The seriousness is evidenced in warning letters, safety alerts, and product recalls. No manufacturer desires to have a message like the following associated with its product: “Safety is a concern for users of these products. The Food and Drug Administration and the manufacturer both advise consumers to discontinue their use immediately.”

One of the more recent recalls focused on a dietary supplement that contained undeclared prescription drug ingredients. The presence of these drugs was detected through an accredited state-operated laboratory using validated analytical procedures with calibrated instruments and technically competent analysts. Since the December 1999 approval of ISO 17025—which outlines minimum standards for laboratory operations and quality practices—numerous laboratories have achieved accreditation.

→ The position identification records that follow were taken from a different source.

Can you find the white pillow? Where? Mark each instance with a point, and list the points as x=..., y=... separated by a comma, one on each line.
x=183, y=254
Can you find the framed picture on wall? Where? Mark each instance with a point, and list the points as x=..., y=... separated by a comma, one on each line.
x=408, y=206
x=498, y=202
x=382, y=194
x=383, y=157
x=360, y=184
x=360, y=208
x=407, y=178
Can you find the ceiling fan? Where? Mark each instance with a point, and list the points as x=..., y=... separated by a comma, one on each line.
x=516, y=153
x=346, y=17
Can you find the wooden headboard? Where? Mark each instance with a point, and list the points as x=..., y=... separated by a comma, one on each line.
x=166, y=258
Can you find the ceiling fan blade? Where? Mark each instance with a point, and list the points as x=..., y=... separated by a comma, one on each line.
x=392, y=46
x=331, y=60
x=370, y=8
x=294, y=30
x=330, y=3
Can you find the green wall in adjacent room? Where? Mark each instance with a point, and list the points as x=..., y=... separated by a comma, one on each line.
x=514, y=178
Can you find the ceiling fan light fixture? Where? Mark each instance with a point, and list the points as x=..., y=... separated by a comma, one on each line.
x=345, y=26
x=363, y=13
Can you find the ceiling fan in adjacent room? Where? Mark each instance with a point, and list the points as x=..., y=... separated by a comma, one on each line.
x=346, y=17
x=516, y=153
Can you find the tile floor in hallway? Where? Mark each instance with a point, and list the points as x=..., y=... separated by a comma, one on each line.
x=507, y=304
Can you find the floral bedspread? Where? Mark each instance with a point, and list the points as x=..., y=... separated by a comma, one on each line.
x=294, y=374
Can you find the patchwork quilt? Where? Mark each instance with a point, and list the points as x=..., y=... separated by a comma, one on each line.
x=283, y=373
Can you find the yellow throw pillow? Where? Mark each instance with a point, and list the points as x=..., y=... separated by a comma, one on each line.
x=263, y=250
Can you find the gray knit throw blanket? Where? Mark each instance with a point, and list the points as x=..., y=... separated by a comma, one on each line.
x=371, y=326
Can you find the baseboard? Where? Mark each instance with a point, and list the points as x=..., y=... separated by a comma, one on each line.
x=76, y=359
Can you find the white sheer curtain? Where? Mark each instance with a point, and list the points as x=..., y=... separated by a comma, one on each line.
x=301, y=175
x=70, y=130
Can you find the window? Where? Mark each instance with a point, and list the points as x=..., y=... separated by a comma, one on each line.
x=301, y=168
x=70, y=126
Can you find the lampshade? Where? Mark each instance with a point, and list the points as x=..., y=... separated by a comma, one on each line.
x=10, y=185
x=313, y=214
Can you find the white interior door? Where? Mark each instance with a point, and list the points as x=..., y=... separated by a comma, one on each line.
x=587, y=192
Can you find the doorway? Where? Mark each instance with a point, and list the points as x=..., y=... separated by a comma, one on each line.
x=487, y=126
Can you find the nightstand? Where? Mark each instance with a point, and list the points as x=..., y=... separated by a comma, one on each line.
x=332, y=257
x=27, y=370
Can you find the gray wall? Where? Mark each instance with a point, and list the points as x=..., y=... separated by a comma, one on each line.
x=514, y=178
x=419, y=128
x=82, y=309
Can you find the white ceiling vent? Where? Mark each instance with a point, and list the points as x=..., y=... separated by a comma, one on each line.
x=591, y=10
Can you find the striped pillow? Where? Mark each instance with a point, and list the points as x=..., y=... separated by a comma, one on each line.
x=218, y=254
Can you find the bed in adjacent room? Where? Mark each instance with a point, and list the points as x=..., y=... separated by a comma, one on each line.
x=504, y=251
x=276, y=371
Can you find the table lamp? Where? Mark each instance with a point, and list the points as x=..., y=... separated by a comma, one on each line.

In addition to accrediting laboratories, there is an active movement to certify dietary supplements, which would not be possible without the establishment of validated analytical methods and standardized reference materials. In August 2000, the U.S. Dept. of Health and Human Services issued a draft guidance document which outlined approaches to analytical procedures, reference standards, methods validation, and statistical analysis. Two years earlier, HHS had provided a guidance document calling for national uniformity for nonprescription, over-the-counter drugs. Dietary supplements are not considered drugs, but the principles of certification and uniformity of active and inactive ingredients are applicable and critical if the industry is to regain credibility among consumers and regulatory agencies.

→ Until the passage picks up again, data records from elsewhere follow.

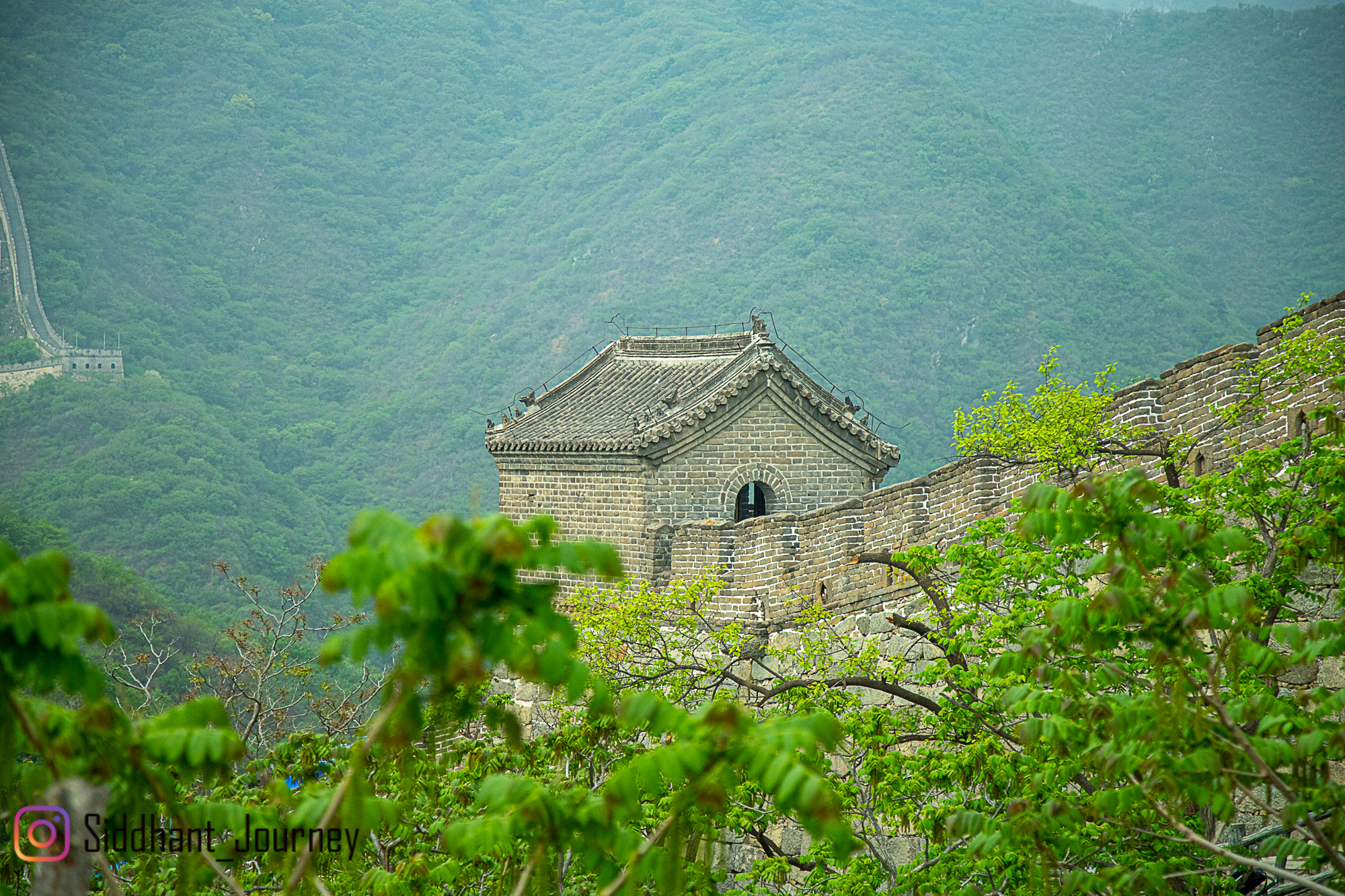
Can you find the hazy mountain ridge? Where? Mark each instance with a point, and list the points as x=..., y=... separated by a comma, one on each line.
x=337, y=228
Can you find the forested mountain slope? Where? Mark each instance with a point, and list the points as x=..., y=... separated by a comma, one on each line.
x=337, y=228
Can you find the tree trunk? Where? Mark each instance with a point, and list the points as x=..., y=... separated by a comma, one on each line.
x=72, y=874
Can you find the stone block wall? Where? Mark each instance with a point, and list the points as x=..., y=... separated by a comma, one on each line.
x=766, y=444
x=24, y=376
x=771, y=563
x=81, y=364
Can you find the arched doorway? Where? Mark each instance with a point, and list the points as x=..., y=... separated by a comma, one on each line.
x=754, y=501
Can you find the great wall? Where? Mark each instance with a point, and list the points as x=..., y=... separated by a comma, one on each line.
x=25, y=315
x=771, y=561
x=770, y=567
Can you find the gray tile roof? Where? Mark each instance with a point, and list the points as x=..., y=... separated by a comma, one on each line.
x=644, y=389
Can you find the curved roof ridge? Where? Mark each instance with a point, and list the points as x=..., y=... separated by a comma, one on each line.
x=644, y=389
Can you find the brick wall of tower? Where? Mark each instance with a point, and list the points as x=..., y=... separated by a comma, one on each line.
x=590, y=495
x=765, y=443
x=771, y=563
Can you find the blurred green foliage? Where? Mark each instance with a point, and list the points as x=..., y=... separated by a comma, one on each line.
x=332, y=229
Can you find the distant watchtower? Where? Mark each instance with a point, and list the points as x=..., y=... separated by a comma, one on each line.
x=660, y=431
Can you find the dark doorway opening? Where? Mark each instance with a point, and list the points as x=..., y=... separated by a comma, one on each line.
x=753, y=501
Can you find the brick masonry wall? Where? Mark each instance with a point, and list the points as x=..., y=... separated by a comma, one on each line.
x=767, y=444
x=81, y=364
x=24, y=376
x=775, y=561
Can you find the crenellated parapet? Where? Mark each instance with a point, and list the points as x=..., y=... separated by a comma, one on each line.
x=773, y=563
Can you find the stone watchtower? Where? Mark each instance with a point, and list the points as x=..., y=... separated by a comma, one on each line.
x=661, y=431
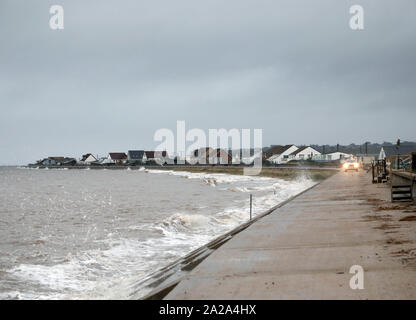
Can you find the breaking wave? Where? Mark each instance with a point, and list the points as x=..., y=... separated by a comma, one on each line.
x=108, y=273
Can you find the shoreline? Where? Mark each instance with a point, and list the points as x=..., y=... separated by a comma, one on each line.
x=307, y=247
x=288, y=173
x=163, y=280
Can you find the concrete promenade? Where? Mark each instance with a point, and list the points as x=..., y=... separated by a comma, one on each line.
x=304, y=250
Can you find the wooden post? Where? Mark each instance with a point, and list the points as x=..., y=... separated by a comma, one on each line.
x=251, y=206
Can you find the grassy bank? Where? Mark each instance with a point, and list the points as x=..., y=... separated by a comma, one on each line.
x=281, y=173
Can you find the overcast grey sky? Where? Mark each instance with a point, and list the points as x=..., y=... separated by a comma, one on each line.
x=120, y=70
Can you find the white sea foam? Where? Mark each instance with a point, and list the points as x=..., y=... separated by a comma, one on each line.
x=109, y=273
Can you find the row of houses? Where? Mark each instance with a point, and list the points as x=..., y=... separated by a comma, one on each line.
x=276, y=155
x=132, y=156
x=284, y=154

The health-conscious, self-care consumer seeks the guarantee of product quality from the nearly $20-billion dietary supplement business. The 1994 Dietary Supplement and Education Act was a significant but small step toward guaranteeing quality of these products. It is noteworthy that infant formula is the only food that requires FDA registration of product and notification of adverse events. We may be approaching the time where such registration and adverse event reporting will be expanded to include dietary supplements. At this time, it is “buyer beware” when it comes to truthful product labeling and good manufacturing practices for dietary supplements, especially those containing herbal and botanical components.

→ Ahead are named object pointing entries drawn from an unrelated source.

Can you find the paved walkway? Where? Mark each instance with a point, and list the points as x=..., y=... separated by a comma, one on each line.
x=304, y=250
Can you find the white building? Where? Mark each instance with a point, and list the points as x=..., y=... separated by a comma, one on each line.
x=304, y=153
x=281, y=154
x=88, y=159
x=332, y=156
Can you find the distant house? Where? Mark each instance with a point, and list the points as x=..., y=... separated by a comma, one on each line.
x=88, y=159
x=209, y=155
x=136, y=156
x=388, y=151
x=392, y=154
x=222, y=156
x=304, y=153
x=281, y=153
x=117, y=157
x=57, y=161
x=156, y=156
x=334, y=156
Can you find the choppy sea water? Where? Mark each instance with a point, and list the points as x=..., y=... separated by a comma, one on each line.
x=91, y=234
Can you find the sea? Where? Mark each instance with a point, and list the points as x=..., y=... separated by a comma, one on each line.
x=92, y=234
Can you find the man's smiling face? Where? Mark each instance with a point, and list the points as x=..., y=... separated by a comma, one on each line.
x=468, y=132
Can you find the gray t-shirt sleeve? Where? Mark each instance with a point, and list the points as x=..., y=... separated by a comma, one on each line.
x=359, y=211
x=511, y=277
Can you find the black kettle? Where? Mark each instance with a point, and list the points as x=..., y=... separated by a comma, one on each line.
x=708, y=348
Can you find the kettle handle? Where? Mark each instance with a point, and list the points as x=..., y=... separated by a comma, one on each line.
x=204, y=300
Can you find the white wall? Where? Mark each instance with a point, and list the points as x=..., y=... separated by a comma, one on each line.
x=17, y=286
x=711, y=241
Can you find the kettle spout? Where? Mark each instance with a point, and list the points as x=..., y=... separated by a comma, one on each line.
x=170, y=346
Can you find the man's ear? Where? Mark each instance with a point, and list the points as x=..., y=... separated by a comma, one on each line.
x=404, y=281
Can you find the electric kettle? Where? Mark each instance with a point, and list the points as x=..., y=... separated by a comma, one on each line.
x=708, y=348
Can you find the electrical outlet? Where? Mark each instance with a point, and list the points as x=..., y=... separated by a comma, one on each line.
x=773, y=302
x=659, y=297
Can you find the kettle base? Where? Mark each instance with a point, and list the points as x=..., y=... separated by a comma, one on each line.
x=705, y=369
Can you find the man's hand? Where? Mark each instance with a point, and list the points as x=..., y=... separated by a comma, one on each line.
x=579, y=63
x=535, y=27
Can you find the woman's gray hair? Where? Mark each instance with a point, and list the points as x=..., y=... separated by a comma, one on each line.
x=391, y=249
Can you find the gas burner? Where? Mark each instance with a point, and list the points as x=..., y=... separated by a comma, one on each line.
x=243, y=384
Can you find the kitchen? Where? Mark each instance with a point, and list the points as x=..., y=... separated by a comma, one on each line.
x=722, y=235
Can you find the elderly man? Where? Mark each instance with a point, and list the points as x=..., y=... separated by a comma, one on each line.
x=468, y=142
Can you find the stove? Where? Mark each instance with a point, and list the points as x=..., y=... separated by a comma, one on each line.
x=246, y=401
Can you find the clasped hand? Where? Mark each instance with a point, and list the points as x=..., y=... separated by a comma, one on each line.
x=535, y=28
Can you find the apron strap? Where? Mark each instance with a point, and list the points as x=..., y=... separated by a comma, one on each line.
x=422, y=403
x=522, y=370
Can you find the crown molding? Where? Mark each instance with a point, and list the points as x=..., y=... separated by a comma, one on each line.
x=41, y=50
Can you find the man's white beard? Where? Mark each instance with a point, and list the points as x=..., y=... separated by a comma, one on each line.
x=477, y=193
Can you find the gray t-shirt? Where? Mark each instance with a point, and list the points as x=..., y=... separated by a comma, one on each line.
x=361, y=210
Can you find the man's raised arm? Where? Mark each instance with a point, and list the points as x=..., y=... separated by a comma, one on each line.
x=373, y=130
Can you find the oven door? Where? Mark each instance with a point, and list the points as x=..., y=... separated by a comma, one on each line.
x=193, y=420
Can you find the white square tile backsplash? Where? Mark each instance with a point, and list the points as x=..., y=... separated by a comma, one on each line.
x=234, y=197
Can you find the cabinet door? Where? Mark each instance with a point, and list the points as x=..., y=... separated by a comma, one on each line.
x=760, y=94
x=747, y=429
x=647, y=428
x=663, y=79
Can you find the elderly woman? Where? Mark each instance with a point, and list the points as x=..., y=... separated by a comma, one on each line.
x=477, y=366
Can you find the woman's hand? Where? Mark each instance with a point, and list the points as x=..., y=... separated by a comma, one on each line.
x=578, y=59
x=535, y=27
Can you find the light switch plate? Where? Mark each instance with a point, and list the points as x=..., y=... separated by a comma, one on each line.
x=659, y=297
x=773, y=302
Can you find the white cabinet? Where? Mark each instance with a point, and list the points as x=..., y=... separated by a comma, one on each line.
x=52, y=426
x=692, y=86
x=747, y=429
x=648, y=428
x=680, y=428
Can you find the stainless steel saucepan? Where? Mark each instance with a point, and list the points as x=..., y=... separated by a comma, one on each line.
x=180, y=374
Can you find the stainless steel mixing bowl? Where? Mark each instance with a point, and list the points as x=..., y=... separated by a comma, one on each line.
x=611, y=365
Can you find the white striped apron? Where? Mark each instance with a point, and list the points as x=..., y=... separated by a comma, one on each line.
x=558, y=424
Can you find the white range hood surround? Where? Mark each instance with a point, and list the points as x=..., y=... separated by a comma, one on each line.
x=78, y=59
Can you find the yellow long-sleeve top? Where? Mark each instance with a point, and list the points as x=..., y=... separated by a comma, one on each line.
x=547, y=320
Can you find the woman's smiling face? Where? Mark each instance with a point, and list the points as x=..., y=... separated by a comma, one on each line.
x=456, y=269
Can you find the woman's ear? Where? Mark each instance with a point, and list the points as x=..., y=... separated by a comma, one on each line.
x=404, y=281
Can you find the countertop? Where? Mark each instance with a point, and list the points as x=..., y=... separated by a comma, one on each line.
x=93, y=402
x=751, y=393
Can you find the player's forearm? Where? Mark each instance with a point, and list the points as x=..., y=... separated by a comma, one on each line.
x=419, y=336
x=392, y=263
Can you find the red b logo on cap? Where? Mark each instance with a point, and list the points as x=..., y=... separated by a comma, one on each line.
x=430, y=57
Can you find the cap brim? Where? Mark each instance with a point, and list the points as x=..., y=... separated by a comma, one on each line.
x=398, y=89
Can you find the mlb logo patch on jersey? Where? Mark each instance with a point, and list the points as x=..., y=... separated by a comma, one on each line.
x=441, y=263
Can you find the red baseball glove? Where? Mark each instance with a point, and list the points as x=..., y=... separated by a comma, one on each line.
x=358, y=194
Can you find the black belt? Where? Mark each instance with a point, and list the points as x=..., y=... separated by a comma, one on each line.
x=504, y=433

Label truthfulness is only possible through thorough analytical analysis. The development and validation of appropriate analytical methods involve a significant investment by the industry in terms of time, treasure, and talent. Thus, several dietary supplement certifying programs have emerged. The United States Pharmacopoeia developed a Dietary Supplement Verification Program (DSVP), and Pharmavite, a leading dietary supplement manufacturer, was the first to participate in this program. Its products should display the USP DSVP mark on its approved Nature Made supplements by the end of this year.

The National Sanitation Foundation, founded in 1944 and originally focusing on certifying food equipment, subsequently became NSF International, which developed standards and certification for a diversity of food products, including dietary supplements. NSF assembled a scientific group from academia, government agencies, and manufacturers to develop certification standards for dietary supplements. In partnership with the National Nutritional Foods Association, NSF developed a comprehensive program in 2001 that focused on accuracy of product claims, potency, contamination from heavy metals, pesticides, bacteria, and suspected plant toxins. NSF maintains its own ISO 17025–certified analytical laboratory. Like USP, NSF may award its logo to certified products.

These organizations’ laboratories have been thoroughly audited and certified. They incorporated the rigorous ISO 17025 standards and those outlined by the American Association for Laboratory Accreditation, which promotes competent testing through quality laboratories in a variety of areas, including food and dietary supplement analysis.

Dietary supplements are complex nutrient and non-nutrient delivery systems. Consumers assume that the purity, accuracy, and quality are not compromised. Yet, without established and enforced good manufacturing practices and the implementation of validated analytical methodology in certified laboratories, the expected quality attributes are but a game of hide-and-seek.